È questa una similitudine, cioè una allegoria che Gesù fa tra la sua Chiesa ed il seme di un arbusto; quindi, secondo il proprio di tutte le similitudini, basta che il figurato quadri colla figura, secondo una qualche sua parte, perchè l'autore ottenga il suo scopo, senza che si abbia tra i due termini una rispondenza adequata. Ora schiettamente che cosa intendeva Gesù collo stabilire quel paragone? Intendeva di dimostrare la tenuità del suo regno ne' suoi primordii, il quale col progresso del tempo sarebbe divenuto vastissimo ed avrebbe accolto nel suo giro e sotto la sua, ombra infiniti uomini. Con ciò il paragone è esaurito, e non richiede altro avveramento.
Ma nel passaggio del piccolo seme in albero grande accade il caso di una vera evoluzione morfica, come abbiamo denominato lo svolgimento del seme per impulso di quella virtù seminale che in esso è racchiusa dalla mano del Creatore. Deve dunque il paragone del seme col regno di Dio essere spinto ad avverarsi anche per questo lato? Ossia oltre l'intendimento del fatto, che è il divenir grande una cosa piccola in entrambi i termini, aveva Gesù nella mente anche il modo di quell'ingrandimento?

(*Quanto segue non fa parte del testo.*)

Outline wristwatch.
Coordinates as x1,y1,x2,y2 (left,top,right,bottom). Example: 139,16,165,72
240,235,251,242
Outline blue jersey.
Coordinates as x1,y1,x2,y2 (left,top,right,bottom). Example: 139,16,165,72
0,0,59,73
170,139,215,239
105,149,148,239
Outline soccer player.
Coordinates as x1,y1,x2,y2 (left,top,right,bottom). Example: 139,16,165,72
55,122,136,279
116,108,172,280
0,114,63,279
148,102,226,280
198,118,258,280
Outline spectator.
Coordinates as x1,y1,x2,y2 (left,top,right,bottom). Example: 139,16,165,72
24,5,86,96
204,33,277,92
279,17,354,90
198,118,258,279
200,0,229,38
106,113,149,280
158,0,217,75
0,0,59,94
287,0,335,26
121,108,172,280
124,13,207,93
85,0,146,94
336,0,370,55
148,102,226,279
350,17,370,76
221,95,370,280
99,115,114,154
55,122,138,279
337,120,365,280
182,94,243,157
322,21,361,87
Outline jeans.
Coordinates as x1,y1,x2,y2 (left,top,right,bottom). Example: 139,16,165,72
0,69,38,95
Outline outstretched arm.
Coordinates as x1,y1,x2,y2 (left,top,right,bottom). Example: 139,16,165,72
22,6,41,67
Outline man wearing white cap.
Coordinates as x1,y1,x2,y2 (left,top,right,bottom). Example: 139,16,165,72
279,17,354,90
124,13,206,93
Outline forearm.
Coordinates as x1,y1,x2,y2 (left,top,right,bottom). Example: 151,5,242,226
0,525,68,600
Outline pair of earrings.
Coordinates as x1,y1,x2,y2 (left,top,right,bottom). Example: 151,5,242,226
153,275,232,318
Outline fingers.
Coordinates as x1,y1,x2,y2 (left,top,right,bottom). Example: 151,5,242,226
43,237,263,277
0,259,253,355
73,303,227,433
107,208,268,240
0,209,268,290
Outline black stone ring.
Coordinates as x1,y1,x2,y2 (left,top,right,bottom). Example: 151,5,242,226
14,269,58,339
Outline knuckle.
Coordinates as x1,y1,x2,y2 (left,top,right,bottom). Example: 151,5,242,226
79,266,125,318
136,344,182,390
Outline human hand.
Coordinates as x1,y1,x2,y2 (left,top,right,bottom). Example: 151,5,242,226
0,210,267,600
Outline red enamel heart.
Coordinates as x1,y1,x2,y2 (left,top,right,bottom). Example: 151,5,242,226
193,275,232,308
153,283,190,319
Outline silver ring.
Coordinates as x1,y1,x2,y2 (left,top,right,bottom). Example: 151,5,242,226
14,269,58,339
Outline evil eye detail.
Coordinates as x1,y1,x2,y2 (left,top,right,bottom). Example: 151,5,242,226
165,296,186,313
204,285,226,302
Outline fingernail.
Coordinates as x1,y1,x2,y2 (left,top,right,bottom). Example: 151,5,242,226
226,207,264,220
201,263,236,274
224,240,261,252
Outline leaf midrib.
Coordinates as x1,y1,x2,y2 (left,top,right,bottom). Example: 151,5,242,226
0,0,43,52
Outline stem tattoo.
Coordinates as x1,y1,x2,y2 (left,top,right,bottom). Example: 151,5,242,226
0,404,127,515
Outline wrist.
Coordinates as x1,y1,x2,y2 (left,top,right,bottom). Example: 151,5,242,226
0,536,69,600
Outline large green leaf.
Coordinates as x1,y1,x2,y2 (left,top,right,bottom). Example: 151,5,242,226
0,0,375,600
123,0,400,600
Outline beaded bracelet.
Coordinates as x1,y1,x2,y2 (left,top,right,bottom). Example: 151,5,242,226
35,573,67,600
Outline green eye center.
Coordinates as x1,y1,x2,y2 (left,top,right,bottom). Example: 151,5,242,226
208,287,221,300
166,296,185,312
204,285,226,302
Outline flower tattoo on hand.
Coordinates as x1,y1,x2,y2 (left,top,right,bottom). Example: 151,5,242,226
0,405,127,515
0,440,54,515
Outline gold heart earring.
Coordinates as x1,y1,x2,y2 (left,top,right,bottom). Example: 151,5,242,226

Per ciò che riguarda l'ingrandimento del regno di Dio in terra, quell'applicazione ci sembra assurda. Primo, perchè il seme è gittato in terra, si corrompe, e nello svolgersi si esinanisce [= si annichila, si annienta. N.d.R.]: i quali fenomeni evidentemente non quadrano in modo alcuno col crescere della Chiesa, nè di nessun corpo sociale. In secondo luogo quel paragone diverrebbe ibrido, perchè stabilito tra il modo dello svolgersi di un corpo fisico, e quello di un corpo morale. Infatti il seme nel diventar pianta adulta cambia natura, là dove una società si accresce senza perdere nessuna delle parti che la costituiscono, e diventa grande rimanendo nelle sue note fondamentali quella dessa che era essendo piccola [2].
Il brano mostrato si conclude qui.